TrialNet is an international network of researchers dedicated to the study, prevention and early treatment of type 1 diabetes.
TrialNet conducts studies to:
- Learn more about the factors that put some people at risk for developing diabetes,
- Test treatments that could help delay or prevent diabetes, and
- Test treatment that might help people keep producing their own insulin when they are first diagnosed with diabetes.
TrialNet is supported by the Department of Health and Human Services National Institutes of Health, Juvenile Diabetes Research Foundation International, and the American Diabetes Association.
TrialNet at Joslin Diabetes Center is an affiliate site of the Pathway to Prevention Study and several other TrialNet studies. The Pathway to Prevention Study (also known as the Natural History Study) screens relatives of people with type 1 diabetes to find out if family members are at risk for developing diabetes.
Type 1 diabetes is an autoimmune disease in which the immune system attacks and destroys the cells in the body that produce insulin. Proteins called autoantibodies are markers of the destruction. TrialNet offers a screening test that can detect these autoantibodies in the blood up to 10 years before someone is diagnosed with type 1 diabetes.
How can I participate in the Pathway to Prevention Study?
You may be able to take part in the Pathway to Prevention Study if you are:
- Between the ages of 1 and 45 years old and have a brother, sister, child or parent who has been diagnosed with type 1 diabetes
- Between 1 and 20 years old and have a cousin, niece, nephew, aunt, uncle, half sibling, or grandparent who had been diagnosed with type 1 diabetes.
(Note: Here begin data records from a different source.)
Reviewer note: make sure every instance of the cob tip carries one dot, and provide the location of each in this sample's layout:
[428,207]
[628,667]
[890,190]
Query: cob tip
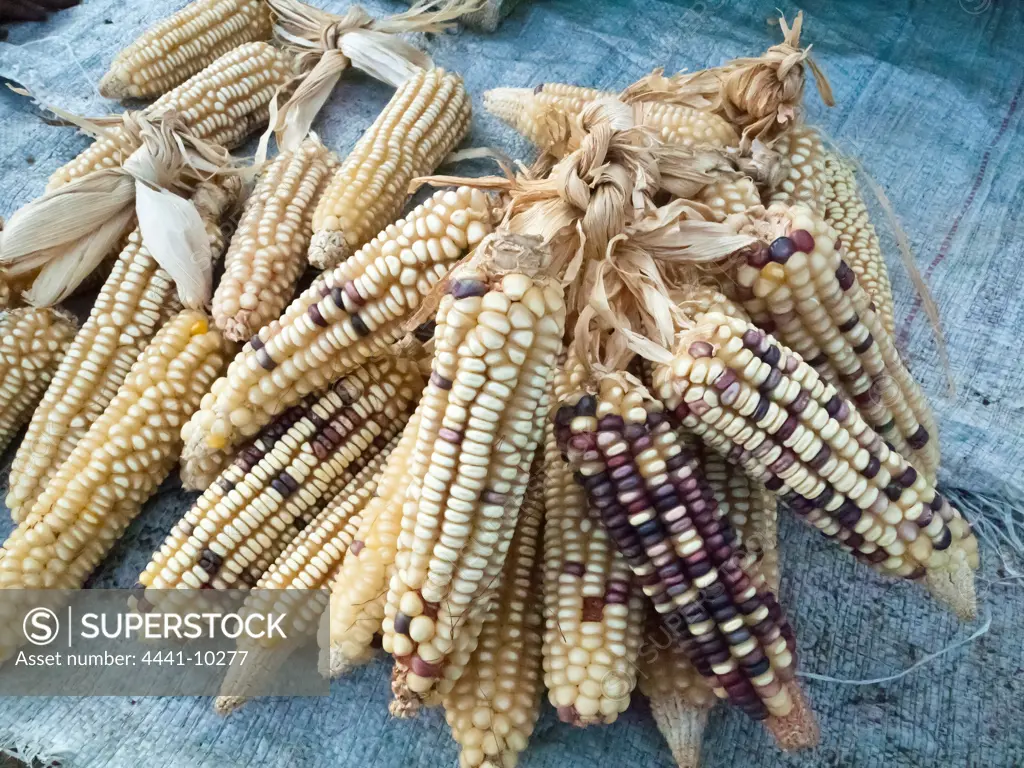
[682,725]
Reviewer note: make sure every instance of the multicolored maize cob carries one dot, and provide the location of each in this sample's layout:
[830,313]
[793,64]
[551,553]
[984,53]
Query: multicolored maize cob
[593,607]
[114,468]
[803,155]
[279,484]
[427,117]
[137,299]
[762,407]
[359,591]
[494,707]
[345,317]
[268,249]
[803,291]
[647,485]
[295,586]
[177,47]
[499,331]
[542,115]
[32,345]
[222,104]
[680,697]
[846,212]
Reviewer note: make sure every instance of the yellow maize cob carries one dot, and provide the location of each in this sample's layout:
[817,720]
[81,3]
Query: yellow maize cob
[426,118]
[800,289]
[499,330]
[175,48]
[134,303]
[593,608]
[359,590]
[222,104]
[268,249]
[248,516]
[542,114]
[846,212]
[347,316]
[494,707]
[727,197]
[114,469]
[32,344]
[646,482]
[759,404]
[803,155]
[294,585]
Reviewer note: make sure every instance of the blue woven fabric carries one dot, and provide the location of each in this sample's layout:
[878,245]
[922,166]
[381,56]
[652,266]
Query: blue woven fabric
[928,98]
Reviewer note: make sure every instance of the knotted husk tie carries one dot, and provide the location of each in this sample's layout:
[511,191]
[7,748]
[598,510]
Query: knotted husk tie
[67,232]
[761,96]
[328,44]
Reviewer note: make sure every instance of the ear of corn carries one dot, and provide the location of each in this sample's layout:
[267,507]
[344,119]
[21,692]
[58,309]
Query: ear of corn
[134,303]
[494,707]
[593,607]
[427,117]
[294,585]
[759,404]
[32,344]
[499,330]
[222,104]
[542,114]
[177,47]
[803,155]
[114,468]
[656,505]
[268,249]
[359,591]
[276,486]
[805,293]
[846,212]
[347,316]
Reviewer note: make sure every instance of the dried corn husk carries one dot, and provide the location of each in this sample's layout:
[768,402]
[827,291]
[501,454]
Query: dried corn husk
[66,233]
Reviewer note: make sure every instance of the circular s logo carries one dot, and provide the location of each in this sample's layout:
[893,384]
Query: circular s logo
[41,626]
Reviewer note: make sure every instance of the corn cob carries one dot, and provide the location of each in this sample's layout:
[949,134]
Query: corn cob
[662,513]
[846,212]
[347,316]
[359,590]
[273,489]
[499,330]
[295,585]
[32,344]
[114,468]
[680,696]
[494,707]
[177,47]
[727,197]
[802,291]
[134,303]
[593,607]
[426,118]
[268,249]
[222,104]
[542,114]
[803,155]
[762,407]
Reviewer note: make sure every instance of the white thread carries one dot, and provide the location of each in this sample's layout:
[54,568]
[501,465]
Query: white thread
[930,657]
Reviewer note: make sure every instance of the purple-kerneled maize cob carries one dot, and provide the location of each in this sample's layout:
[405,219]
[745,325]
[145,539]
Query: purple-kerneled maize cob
[762,407]
[651,496]
[798,288]
[275,486]
[593,607]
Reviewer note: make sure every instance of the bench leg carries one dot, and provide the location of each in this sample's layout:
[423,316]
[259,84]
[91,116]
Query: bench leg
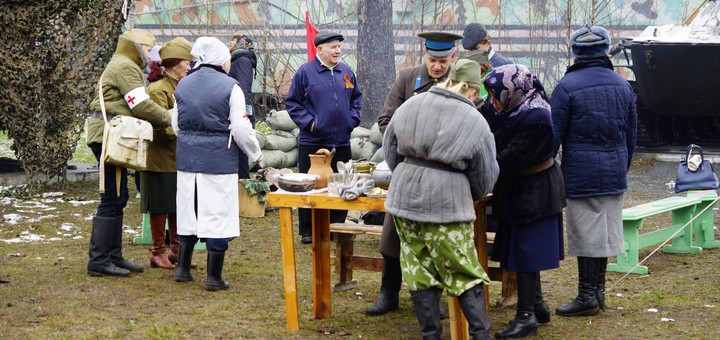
[344,250]
[628,260]
[682,242]
[704,227]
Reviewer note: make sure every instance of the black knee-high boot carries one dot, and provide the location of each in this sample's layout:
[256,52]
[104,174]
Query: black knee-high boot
[472,302]
[524,324]
[600,290]
[184,261]
[586,302]
[541,309]
[425,304]
[390,287]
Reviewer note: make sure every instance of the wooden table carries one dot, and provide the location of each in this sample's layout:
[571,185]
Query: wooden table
[321,204]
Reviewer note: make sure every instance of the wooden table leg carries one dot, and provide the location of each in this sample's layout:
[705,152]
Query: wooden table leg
[458,323]
[321,262]
[481,245]
[289,272]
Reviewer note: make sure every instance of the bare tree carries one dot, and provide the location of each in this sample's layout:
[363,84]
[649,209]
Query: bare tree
[375,57]
[52,56]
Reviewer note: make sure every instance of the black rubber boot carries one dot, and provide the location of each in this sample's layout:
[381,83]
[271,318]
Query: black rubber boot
[387,301]
[182,268]
[524,324]
[586,302]
[600,290]
[425,304]
[472,303]
[540,308]
[101,238]
[214,280]
[116,251]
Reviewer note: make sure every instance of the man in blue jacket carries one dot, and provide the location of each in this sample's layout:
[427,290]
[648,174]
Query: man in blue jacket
[595,122]
[324,101]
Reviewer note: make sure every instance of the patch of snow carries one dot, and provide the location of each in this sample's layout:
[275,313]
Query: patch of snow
[76,203]
[70,227]
[12,218]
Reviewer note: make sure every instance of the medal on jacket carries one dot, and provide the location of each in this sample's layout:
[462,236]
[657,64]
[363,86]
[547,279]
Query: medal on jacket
[348,84]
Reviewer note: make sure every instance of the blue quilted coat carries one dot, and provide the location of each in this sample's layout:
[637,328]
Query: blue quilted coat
[595,121]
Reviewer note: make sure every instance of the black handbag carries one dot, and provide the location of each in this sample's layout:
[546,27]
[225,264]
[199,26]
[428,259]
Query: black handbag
[703,178]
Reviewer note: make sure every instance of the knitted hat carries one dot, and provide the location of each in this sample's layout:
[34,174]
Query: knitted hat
[465,70]
[473,34]
[178,48]
[590,42]
[140,37]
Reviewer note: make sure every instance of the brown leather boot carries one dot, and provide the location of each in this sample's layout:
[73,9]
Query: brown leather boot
[175,241]
[158,258]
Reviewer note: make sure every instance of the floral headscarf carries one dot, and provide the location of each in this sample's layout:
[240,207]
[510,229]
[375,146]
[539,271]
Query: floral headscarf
[516,88]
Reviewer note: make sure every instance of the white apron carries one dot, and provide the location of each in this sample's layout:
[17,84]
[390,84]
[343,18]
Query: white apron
[217,212]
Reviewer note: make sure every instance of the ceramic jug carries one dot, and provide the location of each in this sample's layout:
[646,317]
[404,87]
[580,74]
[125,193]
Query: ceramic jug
[320,165]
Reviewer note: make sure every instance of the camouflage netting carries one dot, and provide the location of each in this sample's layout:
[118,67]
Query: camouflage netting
[52,54]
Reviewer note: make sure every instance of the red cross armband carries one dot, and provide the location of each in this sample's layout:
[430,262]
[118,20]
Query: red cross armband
[136,96]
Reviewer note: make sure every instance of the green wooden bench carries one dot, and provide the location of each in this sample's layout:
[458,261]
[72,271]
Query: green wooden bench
[681,208]
[703,226]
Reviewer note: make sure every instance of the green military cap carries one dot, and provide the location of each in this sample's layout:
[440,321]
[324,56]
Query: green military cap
[439,44]
[178,48]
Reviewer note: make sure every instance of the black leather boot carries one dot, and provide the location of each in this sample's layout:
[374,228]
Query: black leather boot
[586,302]
[425,304]
[540,308]
[116,251]
[101,239]
[214,280]
[600,292]
[524,324]
[472,303]
[182,269]
[387,301]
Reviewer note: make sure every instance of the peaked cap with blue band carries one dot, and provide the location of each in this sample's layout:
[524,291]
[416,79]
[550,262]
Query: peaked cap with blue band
[439,44]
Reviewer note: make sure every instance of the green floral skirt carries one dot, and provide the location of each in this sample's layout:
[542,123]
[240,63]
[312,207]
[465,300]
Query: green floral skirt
[439,255]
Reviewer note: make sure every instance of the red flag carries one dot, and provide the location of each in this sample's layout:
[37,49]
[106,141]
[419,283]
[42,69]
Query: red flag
[310,32]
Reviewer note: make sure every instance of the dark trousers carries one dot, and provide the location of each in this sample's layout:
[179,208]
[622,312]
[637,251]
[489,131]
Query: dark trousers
[111,205]
[342,154]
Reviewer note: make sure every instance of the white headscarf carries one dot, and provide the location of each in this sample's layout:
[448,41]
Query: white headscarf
[211,51]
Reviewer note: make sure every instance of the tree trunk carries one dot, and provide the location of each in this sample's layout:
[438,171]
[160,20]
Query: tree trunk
[375,57]
[52,57]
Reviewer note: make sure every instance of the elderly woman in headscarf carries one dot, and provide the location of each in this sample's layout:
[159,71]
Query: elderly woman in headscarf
[158,184]
[442,154]
[529,195]
[211,127]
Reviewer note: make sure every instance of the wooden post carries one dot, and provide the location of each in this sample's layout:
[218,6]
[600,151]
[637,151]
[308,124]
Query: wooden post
[289,272]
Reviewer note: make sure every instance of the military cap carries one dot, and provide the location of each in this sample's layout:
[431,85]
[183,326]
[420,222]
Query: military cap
[324,37]
[465,70]
[178,48]
[439,44]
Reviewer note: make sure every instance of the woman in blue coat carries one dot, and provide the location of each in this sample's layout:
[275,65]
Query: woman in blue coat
[528,197]
[593,111]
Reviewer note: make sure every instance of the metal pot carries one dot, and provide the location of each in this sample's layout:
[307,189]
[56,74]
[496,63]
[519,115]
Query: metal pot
[382,175]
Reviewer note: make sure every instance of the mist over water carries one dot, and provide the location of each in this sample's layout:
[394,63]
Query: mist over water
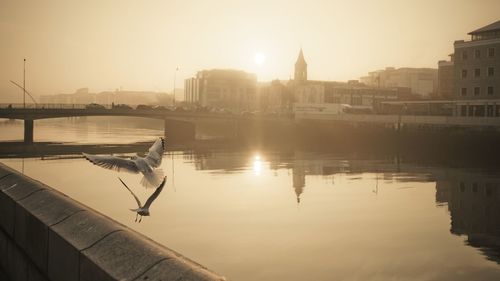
[290,214]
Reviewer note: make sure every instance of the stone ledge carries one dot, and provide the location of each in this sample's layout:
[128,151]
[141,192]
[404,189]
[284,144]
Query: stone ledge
[69,241]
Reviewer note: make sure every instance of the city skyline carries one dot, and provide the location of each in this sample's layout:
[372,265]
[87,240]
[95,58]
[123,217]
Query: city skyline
[105,46]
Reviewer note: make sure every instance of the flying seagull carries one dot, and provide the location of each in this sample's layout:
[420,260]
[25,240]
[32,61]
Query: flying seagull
[144,210]
[145,165]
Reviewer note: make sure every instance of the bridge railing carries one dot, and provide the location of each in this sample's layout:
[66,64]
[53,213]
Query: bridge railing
[46,106]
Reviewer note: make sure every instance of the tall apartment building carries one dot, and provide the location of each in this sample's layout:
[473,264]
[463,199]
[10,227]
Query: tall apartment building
[222,88]
[477,72]
[446,79]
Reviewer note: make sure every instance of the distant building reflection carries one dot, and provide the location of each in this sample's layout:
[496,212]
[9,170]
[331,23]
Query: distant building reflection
[474,206]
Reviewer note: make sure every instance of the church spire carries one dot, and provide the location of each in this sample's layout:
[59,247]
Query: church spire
[300,68]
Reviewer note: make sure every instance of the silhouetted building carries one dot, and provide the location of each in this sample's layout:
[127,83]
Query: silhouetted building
[420,81]
[235,90]
[445,79]
[275,97]
[477,72]
[300,68]
[329,96]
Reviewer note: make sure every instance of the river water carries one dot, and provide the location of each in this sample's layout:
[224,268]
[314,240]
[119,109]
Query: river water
[267,214]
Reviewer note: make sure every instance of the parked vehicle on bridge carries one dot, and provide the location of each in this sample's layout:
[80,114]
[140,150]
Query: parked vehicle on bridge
[161,107]
[95,106]
[144,107]
[121,106]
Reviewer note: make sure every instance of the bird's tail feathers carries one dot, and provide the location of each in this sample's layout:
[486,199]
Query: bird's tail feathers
[153,180]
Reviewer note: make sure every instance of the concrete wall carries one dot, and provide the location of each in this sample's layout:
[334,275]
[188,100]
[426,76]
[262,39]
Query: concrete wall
[45,235]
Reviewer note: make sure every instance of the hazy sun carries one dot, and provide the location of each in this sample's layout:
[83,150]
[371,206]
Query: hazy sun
[259,58]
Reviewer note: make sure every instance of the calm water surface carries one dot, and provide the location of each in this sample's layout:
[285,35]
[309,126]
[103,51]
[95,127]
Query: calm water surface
[290,215]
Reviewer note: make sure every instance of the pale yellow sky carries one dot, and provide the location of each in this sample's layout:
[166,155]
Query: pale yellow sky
[105,44]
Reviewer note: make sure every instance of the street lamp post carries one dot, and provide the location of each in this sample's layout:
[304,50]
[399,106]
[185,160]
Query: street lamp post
[24,84]
[175,76]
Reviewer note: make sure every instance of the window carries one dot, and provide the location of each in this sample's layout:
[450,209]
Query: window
[491,52]
[474,187]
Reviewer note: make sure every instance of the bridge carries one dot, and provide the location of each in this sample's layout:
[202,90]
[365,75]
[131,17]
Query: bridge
[179,124]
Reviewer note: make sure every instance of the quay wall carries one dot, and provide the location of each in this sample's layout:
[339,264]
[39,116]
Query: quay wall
[45,235]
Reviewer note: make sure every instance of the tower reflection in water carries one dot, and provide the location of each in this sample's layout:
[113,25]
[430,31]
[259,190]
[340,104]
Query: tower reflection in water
[474,205]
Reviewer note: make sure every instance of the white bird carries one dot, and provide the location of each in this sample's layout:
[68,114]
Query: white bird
[145,165]
[144,210]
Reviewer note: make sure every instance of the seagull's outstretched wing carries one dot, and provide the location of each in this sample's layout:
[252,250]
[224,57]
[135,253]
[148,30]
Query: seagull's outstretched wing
[155,194]
[135,197]
[112,163]
[156,153]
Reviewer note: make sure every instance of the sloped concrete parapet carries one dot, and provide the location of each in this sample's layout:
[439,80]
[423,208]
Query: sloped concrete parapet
[45,235]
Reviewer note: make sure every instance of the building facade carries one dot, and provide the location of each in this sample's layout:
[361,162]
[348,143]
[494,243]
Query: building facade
[446,79]
[420,81]
[477,65]
[234,90]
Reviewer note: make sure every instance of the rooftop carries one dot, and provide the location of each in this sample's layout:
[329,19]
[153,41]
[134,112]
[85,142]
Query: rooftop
[490,27]
[489,31]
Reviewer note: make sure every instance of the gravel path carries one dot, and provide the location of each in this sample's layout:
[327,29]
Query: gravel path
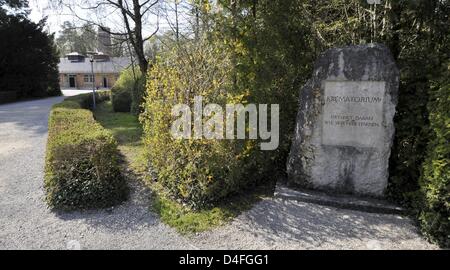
[26,223]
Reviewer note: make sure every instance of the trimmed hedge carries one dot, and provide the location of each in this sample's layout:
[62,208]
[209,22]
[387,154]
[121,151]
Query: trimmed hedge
[82,163]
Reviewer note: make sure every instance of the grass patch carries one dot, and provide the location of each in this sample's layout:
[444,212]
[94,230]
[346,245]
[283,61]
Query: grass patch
[127,130]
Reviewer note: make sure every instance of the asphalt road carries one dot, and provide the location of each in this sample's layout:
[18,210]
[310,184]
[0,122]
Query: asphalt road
[26,223]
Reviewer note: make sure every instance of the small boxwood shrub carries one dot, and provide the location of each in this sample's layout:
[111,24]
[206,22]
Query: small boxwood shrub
[435,180]
[82,162]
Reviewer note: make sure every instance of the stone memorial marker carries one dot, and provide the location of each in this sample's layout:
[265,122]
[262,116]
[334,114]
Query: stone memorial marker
[345,125]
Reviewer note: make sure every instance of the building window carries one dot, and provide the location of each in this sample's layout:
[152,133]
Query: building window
[88,78]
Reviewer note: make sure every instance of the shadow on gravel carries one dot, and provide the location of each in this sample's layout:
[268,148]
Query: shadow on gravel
[314,224]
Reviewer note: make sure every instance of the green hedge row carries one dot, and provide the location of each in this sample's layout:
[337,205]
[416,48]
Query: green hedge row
[82,163]
[127,93]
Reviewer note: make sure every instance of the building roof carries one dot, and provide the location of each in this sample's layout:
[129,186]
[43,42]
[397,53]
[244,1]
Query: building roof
[114,65]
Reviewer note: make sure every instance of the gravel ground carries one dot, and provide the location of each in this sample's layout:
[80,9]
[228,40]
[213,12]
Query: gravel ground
[26,223]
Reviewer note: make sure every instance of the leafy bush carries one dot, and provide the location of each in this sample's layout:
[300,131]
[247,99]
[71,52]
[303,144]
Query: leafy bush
[197,172]
[82,163]
[29,59]
[121,99]
[435,180]
[127,93]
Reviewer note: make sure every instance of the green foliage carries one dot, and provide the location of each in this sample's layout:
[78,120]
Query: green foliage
[197,172]
[29,60]
[82,163]
[121,99]
[76,39]
[435,180]
[128,92]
You may not be able to participate if you:
- Have diabetes already
- Have a previous history of being treated with insulin or oral diabetes medications
- Currently use systemic immunosuppressive agents (topical or inhaled agents are acceptable)
- Have any known serious disease
- Blood draw of a single tube for diabetes related autoantibodies
- Answering a few medical and family history questions
- Results are typically available in about 4-6 weeks
- Possible follow-up: individuals with a positive antibody result may be offered further testing to determine their risk of developing diabetes over the next 5 years. You would need to give additional permission to participate in the next stage of testing. Depending on the results of the testing, you may also be eligible to participate in other TrialNet studies.